Understanding Cash Investment Trends
by Michael F. Vogel, senior vice president, and Vince A. Tolve, vice president, SunGard’s brokerage business
SunGard recently commissioned a study among corporate treasury professionals to understand corporate attitudes to cash investment, including strategic cash holdings, asset allocation, investment policies and transaction execution. This follows a similar study conducted in 2011 (a summary of which was published in TMI February 2012) enabling us to identify trends and developments over time.
The study attracted responses from 209 corporations globally. This included respondents from all regions and industries, with over 55% of companies headquartered in North America and a significant number of responses from Europe.

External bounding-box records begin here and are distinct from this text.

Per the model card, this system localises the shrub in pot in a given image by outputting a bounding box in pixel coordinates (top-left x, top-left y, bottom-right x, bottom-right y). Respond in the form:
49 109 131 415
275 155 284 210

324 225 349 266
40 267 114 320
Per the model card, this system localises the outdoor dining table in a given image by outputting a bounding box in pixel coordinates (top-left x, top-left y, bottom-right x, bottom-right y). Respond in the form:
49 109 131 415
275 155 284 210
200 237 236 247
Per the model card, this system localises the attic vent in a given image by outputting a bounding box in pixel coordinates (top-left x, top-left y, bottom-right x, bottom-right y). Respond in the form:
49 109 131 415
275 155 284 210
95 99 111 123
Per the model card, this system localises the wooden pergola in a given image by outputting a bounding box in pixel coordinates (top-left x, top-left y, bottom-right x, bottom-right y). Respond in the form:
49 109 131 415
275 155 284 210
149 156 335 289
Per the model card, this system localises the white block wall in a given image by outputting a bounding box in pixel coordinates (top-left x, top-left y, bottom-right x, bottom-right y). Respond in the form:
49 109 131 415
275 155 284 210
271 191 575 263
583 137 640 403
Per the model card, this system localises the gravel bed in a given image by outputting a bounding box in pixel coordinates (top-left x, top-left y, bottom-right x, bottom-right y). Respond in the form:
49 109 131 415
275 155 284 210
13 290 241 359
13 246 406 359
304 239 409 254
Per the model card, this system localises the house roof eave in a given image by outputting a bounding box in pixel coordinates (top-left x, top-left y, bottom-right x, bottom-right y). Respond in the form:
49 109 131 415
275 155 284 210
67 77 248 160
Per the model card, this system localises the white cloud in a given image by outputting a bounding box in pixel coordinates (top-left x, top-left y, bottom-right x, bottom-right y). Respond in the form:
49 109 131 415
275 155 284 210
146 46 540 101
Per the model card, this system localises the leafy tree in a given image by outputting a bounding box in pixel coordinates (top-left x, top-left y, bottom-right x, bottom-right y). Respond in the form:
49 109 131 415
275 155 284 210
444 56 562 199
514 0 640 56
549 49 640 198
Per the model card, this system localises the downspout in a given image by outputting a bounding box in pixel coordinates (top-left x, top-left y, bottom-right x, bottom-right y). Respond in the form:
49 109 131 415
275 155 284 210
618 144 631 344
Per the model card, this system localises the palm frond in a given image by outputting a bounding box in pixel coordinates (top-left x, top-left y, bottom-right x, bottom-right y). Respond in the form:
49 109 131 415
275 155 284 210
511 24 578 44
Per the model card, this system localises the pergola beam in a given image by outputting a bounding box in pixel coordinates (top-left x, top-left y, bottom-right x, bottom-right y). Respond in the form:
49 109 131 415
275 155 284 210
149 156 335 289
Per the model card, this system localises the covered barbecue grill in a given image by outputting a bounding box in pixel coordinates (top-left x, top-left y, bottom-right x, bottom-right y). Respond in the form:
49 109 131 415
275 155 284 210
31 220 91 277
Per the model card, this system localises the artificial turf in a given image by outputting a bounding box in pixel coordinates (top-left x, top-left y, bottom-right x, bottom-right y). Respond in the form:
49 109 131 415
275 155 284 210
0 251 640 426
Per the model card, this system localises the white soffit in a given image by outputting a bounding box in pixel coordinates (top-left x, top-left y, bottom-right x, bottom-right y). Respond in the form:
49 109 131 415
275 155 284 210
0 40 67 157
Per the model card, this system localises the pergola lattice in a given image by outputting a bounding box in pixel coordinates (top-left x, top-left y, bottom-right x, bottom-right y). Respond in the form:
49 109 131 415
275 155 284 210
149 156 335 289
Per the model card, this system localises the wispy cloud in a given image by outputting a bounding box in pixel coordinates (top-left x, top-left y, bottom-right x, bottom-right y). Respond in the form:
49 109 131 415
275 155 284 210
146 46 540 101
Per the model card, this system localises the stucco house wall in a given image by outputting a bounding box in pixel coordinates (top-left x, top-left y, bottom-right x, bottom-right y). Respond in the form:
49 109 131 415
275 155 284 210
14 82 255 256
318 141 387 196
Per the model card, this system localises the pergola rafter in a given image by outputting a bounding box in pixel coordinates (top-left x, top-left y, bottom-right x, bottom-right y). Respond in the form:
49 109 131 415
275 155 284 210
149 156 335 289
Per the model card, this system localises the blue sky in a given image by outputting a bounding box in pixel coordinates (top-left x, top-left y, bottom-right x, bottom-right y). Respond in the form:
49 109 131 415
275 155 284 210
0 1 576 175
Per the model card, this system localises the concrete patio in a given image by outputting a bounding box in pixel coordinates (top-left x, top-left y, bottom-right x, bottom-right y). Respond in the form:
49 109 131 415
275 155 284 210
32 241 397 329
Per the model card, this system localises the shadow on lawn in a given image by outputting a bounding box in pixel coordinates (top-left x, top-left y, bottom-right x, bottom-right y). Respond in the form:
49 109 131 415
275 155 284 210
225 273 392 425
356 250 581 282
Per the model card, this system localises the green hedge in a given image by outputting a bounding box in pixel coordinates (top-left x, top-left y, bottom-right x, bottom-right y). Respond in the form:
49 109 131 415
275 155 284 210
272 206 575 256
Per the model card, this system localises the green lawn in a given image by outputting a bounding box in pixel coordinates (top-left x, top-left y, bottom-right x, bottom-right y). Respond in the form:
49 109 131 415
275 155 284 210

This article outlines some of the key findings from the study. For more information about the study or to reserve your copy of the report visit www.sungard.com/cashmanagement
The majority of companies involved in this study had already centralised their treasury at a global or regional level. Of those companies, 59% represented a single, global treasury centre, and 34% of companies are adopting a regional treasury approach. This data would appear to reflect a higher proportion of global treasury centres than would normally be expected; however, this may be explained by the fact that a large proportion of companies were headquartered in the United States, some of which have predominantly domestic cash and treasury management requirements. In addition, although individual respondents may represent a global treasury centre, this is not to say that the company does not also have regional treasury centres.
Approximately half (51%) of companies had not changed the degree of centralisation in their treasury organisation over the past 12 months. Forty-three per cent had increased the level of cash and treasury centralisation, illustrating that centralisation remains a priority for many companies. This is supported by the fact that since last year’s study, the proportion of companies with a decentralised treasury approach has fallen from 16% to 3%.
Surplus cash balances
Companies hold cash balances for a variety of reasons. In the short term, cash is required for working capital financing (noted by 29% of the respondents). Some companies hold cash for the longer term to finance capital investment or mergers and acquisitions (M&A), to pay down debt and to pay dividends to shareholders. In addition, 17% of companies noted that they held surplus cash as a ‘buffer’ against dips in revenue in the future.